The Revolt of Mamie Stover is a 1951 novel by William Bradford Huie about a young woman from Mississippi who goes to Hollywood to work as an actress. Driven into prostitution, she moves to Honolulu, works at a brothel and takes it over, challenges restrictions against prostitutes after the US armed forces are built up on the island, buys real estate, and becomes a wealthy war profiteer.


The Revolt of Mamie Stover is an allegory for the decline of American society because of the country-wide democratization that conflict made possible. Using an Honolulu prostitute to state his case, Huie shows her rise economically, socially, and politically with the aid, in part, of the Federal government as she flouts local regulation (prostitution itself being legal at the time). As the war progresses, Stover becomes a war profiteer: coming to control property, accumulate vast wealth in cash, and visit proscribed beaches in the company of US military officers.

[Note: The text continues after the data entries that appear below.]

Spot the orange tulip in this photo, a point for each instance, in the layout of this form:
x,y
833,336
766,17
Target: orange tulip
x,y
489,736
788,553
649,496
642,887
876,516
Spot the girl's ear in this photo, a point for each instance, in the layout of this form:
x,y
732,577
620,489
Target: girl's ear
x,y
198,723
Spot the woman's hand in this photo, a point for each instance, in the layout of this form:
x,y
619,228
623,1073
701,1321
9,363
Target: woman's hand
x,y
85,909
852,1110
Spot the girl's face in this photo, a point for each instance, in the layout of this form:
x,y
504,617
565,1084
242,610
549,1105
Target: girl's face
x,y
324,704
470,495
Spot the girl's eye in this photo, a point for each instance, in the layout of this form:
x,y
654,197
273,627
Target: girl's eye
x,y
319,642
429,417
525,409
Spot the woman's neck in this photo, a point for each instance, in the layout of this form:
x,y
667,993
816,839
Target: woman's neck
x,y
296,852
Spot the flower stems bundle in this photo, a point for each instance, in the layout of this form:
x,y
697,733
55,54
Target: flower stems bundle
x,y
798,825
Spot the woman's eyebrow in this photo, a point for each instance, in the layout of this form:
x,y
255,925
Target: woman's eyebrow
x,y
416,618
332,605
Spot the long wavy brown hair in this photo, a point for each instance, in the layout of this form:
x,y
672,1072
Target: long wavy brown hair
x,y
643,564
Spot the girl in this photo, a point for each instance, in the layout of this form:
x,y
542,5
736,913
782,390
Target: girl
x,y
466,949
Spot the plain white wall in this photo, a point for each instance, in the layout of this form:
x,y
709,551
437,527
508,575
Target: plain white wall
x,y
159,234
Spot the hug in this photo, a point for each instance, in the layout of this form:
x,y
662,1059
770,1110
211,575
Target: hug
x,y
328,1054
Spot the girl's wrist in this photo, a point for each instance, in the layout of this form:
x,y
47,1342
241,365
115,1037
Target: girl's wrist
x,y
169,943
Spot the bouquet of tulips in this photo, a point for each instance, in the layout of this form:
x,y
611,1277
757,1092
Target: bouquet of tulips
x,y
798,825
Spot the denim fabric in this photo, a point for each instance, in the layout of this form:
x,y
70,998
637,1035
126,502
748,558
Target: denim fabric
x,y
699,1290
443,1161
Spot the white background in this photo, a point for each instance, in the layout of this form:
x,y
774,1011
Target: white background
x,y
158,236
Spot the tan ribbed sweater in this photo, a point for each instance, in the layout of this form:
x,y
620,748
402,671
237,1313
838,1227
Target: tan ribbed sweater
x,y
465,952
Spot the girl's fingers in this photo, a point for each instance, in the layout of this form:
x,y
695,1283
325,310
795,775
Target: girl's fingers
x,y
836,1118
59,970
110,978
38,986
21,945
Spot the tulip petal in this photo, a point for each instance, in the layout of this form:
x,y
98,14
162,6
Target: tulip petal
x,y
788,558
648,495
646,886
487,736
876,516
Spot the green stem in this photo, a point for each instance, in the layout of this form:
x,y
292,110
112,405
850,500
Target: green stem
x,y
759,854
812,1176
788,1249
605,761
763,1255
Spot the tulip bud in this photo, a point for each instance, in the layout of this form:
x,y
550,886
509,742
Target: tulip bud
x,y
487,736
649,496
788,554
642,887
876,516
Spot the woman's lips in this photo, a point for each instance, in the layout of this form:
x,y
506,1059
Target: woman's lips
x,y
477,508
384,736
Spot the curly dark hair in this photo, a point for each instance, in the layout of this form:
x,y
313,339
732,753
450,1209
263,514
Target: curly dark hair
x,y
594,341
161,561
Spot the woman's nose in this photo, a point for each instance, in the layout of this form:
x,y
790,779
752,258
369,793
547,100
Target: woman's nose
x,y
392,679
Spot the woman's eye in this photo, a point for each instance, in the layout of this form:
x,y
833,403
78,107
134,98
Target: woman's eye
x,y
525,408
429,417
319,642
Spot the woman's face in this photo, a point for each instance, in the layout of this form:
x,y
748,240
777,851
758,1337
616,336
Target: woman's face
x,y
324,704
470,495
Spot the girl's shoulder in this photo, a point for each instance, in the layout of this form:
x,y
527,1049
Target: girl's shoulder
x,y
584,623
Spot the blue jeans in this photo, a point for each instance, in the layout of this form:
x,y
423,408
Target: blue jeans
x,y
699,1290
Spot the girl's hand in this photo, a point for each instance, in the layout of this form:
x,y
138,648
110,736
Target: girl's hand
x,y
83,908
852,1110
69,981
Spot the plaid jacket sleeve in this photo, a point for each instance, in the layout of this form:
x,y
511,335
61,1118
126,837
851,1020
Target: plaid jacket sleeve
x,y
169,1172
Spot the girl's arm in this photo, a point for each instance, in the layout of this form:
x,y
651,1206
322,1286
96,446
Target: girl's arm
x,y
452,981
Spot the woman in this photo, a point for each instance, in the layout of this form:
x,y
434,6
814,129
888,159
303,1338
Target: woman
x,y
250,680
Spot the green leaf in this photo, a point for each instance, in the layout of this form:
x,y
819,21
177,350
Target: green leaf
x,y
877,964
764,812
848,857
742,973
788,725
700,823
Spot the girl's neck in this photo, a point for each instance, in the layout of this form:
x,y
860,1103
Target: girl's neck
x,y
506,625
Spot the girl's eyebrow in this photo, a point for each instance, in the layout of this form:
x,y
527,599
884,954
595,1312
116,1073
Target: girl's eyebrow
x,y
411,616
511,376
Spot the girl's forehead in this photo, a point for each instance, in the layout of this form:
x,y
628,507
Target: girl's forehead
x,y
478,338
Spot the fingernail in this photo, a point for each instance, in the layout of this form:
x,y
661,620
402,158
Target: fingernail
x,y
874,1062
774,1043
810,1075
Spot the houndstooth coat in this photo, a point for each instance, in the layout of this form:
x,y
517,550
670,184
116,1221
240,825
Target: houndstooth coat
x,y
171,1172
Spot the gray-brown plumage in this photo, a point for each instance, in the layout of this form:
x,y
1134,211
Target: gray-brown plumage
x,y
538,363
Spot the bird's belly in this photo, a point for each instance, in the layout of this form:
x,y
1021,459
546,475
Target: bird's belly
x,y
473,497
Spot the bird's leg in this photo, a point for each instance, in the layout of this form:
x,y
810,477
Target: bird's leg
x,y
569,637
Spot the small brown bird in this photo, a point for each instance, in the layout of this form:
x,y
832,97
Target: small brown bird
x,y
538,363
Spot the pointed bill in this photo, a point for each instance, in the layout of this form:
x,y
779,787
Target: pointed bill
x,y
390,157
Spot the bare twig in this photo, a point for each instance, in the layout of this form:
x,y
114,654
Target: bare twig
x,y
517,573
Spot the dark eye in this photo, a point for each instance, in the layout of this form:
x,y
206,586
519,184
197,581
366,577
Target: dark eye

The Revolt of Mamie Stover is the first volume in a trilogy including The Americanization of Emily (1959), and Hotel Mamie Stover, (1963) all of which share the same narrator. In the first and third books, he is primarily present in order to observe and report, while in the second he relates his experiences in the late stages of World War II.

Huie was one of the great conservative intellectual voices of the 1950s and 60s, being intensely involved in the civil rights movement.[citation needed]


A movie version directed by Raoul Walsh was filmed in 1956 with Jane Russell in the title role. The screenplay essentially dropped the Hollywood critique.